There is an increasing amount of evidence that mitochondrial dysfunction plays a role in the pathogenesis of neurodegenerative disorders [52]. For example, defects in energy metabolism have been demonstrated in the skeletal muscle from patients with HD [53], [54]. This observation is of particular interest because the defect is correlated with the expansion of CAG repeats. CAG200 mice displayed lower grip strength and reduced locomotor activity, indicating that these mice may have muscle weakness and altered energy metabolism. Consistent with this notion, significant contracture was measured in the diaphragm of CAG200 mice in a condition that normally does not trigger it (Fig. 7B and Table 1). Thus, some unknown factors associated with energy metabolism and/or mitochondrial function may be affected by CAG repeats. Although mitochondrial abnormalities have been previously reported in some DM patients [51], [55], it is noteworthy that myotonic discharge induced by non-coding CUG expansion was not detected in the CAG200 mice. Therefore, it appears that CAG RNA expansion does not trigger the same pathogenic effects as CUG expansion in the mammalian system (see below).
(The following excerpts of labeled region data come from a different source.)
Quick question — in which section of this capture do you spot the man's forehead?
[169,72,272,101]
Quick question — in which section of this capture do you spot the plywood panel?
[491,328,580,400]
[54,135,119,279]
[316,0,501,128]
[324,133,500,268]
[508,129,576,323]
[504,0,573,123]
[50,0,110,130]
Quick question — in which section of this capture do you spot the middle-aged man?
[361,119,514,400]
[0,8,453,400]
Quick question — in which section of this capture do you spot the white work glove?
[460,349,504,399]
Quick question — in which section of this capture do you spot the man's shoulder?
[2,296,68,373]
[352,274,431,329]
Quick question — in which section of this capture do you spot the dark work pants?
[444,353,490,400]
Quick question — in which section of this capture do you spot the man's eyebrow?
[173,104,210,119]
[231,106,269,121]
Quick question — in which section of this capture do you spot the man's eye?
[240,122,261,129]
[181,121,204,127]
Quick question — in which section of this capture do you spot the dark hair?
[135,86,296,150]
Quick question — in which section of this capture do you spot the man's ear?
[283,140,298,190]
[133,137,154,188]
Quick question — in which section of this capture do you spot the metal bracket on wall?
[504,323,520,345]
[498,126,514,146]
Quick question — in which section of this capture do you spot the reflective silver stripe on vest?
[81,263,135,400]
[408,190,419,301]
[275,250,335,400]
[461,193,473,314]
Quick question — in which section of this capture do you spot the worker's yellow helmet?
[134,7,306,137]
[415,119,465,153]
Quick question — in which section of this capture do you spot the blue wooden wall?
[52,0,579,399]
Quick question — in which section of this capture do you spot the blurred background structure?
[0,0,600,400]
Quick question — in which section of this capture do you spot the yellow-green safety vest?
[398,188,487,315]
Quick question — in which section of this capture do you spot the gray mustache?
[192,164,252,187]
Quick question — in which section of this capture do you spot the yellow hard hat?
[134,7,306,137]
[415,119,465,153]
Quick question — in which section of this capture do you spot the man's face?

Several studies have shown that long CAG repeats form nuclear RNA foci similar to those formed by CUG repeats [38], [41], [42]. While in some cases the muscleblind protein was recruited to the foci [38], [42], splicing of the reporter constructs with pre-mRNAs that were misregulated in DM cells was not altered [38], [41]. We have consistently observed nuclear foci formation and MBNL colocalization in muscle cells expressing 200 CAG repeats (Fig. 8). In addition, the splicing patterns of cTNT, ClC-1 and Mbnl1 were not altered in CAG200 mice (Fig. S1). These results suggest that the pathways downstream of CUG and CAG repeats are separable. However, using RNA isolated from cultured myoblasts expressing CAG200 or CUG200 transcripts, we observed that splicing of the ryanodine receptor 1 (Ryr1), which is altered in DM1 [56], was shifted from an adult form to a neonatal form when the cells were induced to differentiate (unpublished data). In worms, expression of long CAG or long CUG repeat RNA caused a reduction in vinculin gene expression [42]. This effect was also observed in the muscleblind knockdown worms, suggesting that muscleblind may participate in both CAG and CUG repeat-induced toxicity. Interestingly, reduction of vinculin expression was also observed in CAG200-expressing mouse myoblasts (unpublished data). Thus, it cannot be excluded that CAG repeat RNA may act, at least in part, through common factors that are also affected by CUG repeat RNA.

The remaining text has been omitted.